To let the foreigner take away your home!”

Qaddafi sighed. “I dreamt of leading a people that did not sleep at night; that spent its days in the djebels training for the reconquest of its Palestinian brothers’ lands; that respects God’s Holy Law and obeys the Koran because it wants to be an example to the rest.

“And what do I lead? A people that sleeps at night. A people that doesn’t care what happens to its brothers in Palestine. A people that dreams only of buying a Mercedes and three television sets. We trained our best young men to fly Mirage jets in the battle and what did they do? They went down to the souks to open a shop and sell Japanese air-conditioners.” The intensity on the Libyan dictator’s face mesmerized the men around him.

“Now,” he went on, “with our bomb, why do we care if we are only a small power?
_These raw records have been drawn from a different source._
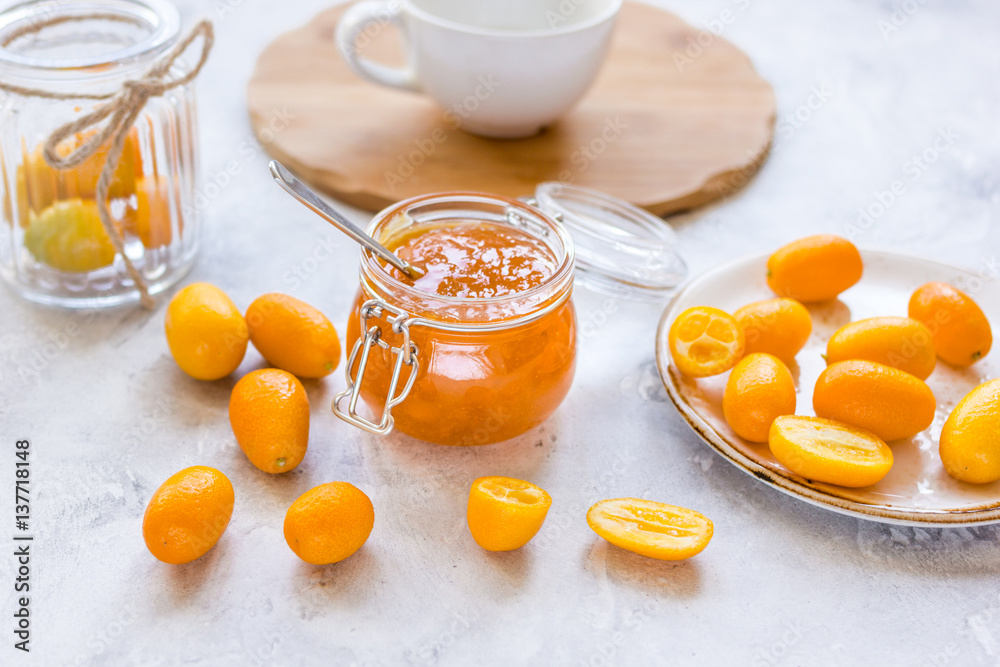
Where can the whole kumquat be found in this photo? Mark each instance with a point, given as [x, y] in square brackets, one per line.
[814, 268]
[775, 326]
[269, 413]
[188, 514]
[328, 523]
[293, 336]
[759, 389]
[206, 333]
[961, 332]
[970, 439]
[505, 513]
[900, 342]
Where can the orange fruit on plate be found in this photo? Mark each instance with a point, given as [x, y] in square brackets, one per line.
[775, 326]
[874, 397]
[269, 413]
[505, 513]
[649, 528]
[293, 335]
[814, 268]
[970, 439]
[759, 389]
[206, 333]
[188, 514]
[828, 451]
[900, 342]
[328, 523]
[705, 341]
[961, 332]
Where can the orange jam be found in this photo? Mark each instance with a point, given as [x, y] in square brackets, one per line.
[475, 387]
[475, 260]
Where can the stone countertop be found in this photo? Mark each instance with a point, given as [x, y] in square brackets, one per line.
[869, 93]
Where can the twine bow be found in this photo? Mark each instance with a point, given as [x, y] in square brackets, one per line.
[120, 113]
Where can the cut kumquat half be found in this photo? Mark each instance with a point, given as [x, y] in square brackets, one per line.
[649, 528]
[705, 341]
[505, 513]
[828, 451]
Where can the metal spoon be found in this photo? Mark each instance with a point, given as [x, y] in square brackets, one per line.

Let the people go on dreaming of their Mercedes. I don’t need the millions now, only the few who are ready to pay the price I ask. Did the Caliph conquer the world with the millions? No! With the few, because the few were strong and believed.”

Qaddafi contemplated the tabletop a moment, staring at the watery circles left upon it by the bottles of soda his aides had drunk waiting for the test. Although he did not say it, he knew that success would make him, overnight, the hero of the Arab world, the idol of its masses. It would secure the larger goal which lay behind his much-proclaimed hatred of the Jewish state, bringing the Arab world with its vast oil resources and the power they represented under his command.

Salam Jalloud, the Prime Minister, shifted nervously in his chair. He was the one man in the room who had opposed Qaddafi’s scheme from the outset.

“I still say, Sidi, the Americans will destroy us. Or they will plot with the Israelis to trick us, to make us think they are going to do what we ask, then strike when our guard is down.”

“Our guard must never be down.” Qaddafi indicated a small black device on his desk. It looked like a miniature dictating machine. “From now on, this is our guard.” The device, another contribution of the engineers of Nippon Electric, resembled the remote-control boxes which can open a garage door from a moving car. By tapping it with his finger, Qaddafi could send an electronic pulse to a room deep in a specially reinforced cellar of the villa. There, protected by three redbereted paratroopers of his bodyguard, was the terminal which, in response to that gesture, would send his detonation code to Oscar and the bomb hidden in New York.

“The Americans are not fools,” he continued. “Do you think five million Americans are going to die for Israel? For those settlements even they oppose? Never! They are going to force Israel to give us everything we want.”

“Besides,” he said, “we need no longer be afraid of the Americans. Until now they have been able to ignore our rights to help the Israelis trample on the nationhood of our Palestinian brothers because they were a superpower. They were immune. Well, my friends,” a thin, drawn smile appeared on his features, “they are still a superpower, but they are no longer immune.”

* * *

In Washington, the President had left the Crisis Committee’s meeting at the National Military Command Center to confer with Moscow on the red telephone line. While he was out of the room, his advisers gathered in anxious knots discussing the emergency. As unobtrusively as possible, white-jacketed Navy stewards slipped among them passing out steaming cups of freshly brewed coffee. Only Jack Eastman remained seated at the conference table, skimming through a stack of documents, most of them stamped “Top Secret.”